Devious - Lisa Jackson [197]
The barkeep turned and set two glasses in front of them. A frosted glass of beer for Montoya, a Diet Coke for Bentz. They should be celebrating, the case of the killer who’d stalked the brides of Christ no longer at large, but he was still bothered because of Father John slipping through their fingers.
Then again, Bentz probably always would be. Father John, that bastard, was the one who got away.
EPILOGUE
Some deaths are worth great risk.
But they are necessary, if revenge is to be served.
It takes time, and patience, of course.
I had to wait for five months, had to be quiet, to tamp down the most basic of my urges while each night I listened to the radio and listened to her give out her pathetic advice.
But I did.
I waited.
I planned.
I checked schedules, shift changes, routines, and how one could get into the prison.
It wasn’t as hard as I expected.
For priests still travel to other parishes, and they give counsel to inmates, so with false ID I was able to walk through the doors of the prison where Sister Devota, née Darlene Arness, is incarcerated.
With the same ID and a confident smile, a little glint in my eye for the woman guard, and my hands folded over my Bible, it’s an easy matter to gain access to Devota, in her cell, where she wants to make confession.
Of course, it’s all on camera, but I’m not worried. She opens her arms and heart to me, confessing all, even the murder of my beautiful and wicked Camille and the others. She’s not worried, as I am a priest; her confession is safe with me. She doesn’t see the rage, the telltale tic beneath my left eye, the way my knuckles turn white as I hold the Bible. She not only murdered my child, but also the woman I loved. And I loved Camille, make no mistake. My love for that witch was insatiable.
But, of course, I try to look calm, to act the part of the understanding priest and hear her confession. I’m here to mete out my own special justice, and when she explains about Camille and the baby she was carrying, my child, I feel the need rise.
I remember first spying Camille at St. Elsinore’s, when I was searching the old ruins for items I could use, and she mistook me for a traveling priest. I saw the glint of interest in her beautiful eyes, the tiniest of smiles, and I felt her desire, one quickly hidden but, over time, elicited. Even when she realized I wasn’t a priest.
She never knew my true identity, of course, just thought I was a rogue priest, one who wanted women too much not to have been cast from church to church.
And she didn’t ask too many questions, perhaps suspected and didn’t want to know the truth. Besides she was too smart, had lived in New Orleans too long not to have speculated on my true identity.

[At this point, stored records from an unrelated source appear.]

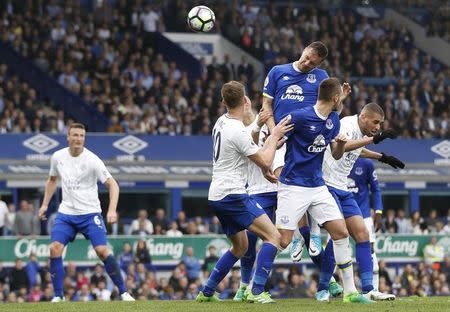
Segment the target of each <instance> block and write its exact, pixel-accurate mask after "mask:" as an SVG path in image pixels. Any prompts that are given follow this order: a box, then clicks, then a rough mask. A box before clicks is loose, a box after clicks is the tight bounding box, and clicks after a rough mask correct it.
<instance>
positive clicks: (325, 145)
mask: <svg viewBox="0 0 450 312" xmlns="http://www.w3.org/2000/svg"><path fill="white" fill-rule="evenodd" d="M326 148H327V146H326V144H325V138H324V136H323V135H321V134H319V135H318V136H317V137H316V138H315V139H314V143H313V144H312V145H310V146H309V147H308V152H310V153H321V152H323V151H324V150H325V149H326Z"/></svg>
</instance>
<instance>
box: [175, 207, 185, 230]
mask: <svg viewBox="0 0 450 312" xmlns="http://www.w3.org/2000/svg"><path fill="white" fill-rule="evenodd" d="M176 221H177V223H178V229H179V230H180V231H181V232H182V233H183V234H186V233H187V227H188V221H187V219H186V213H185V212H184V211H180V212H178V214H177V219H176Z"/></svg>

But she didn’t check; or at least she never told me she did. Maybe my sordid reputation, if she even considered it, only added fuel to her already unquenchable fire, the heat of her sexual needs.
The nunnery was not for Camille.
But I miss her, wretchedly so, and it is all I can do not to scream at this lump of twisted womanhood who so blatantly killed her—using my own technique, no less!
Insidious bitch.
It’s all I can do to hear her confession and to know that after this night, I will have to submerge again, become invisible, tamp down my needs. Though this idiotic copycat has stolen my thunder, I will rise again, but not for a while, not until this night, too, has passed and I have become but a legend.
To everyone but Rick Bentz.
My teeth grit as I think of him, and the pain from his bullet seems to sear my flesh again as the pathetic nun mumbles her confession. Yes, I will become a ghost again, and only reappear when the time is right.
As Devota breathes her last vile words, I bless her, but then, before she looks up to my face again, as her head is bent, I place one hand over her mouth and quickly snap her neck.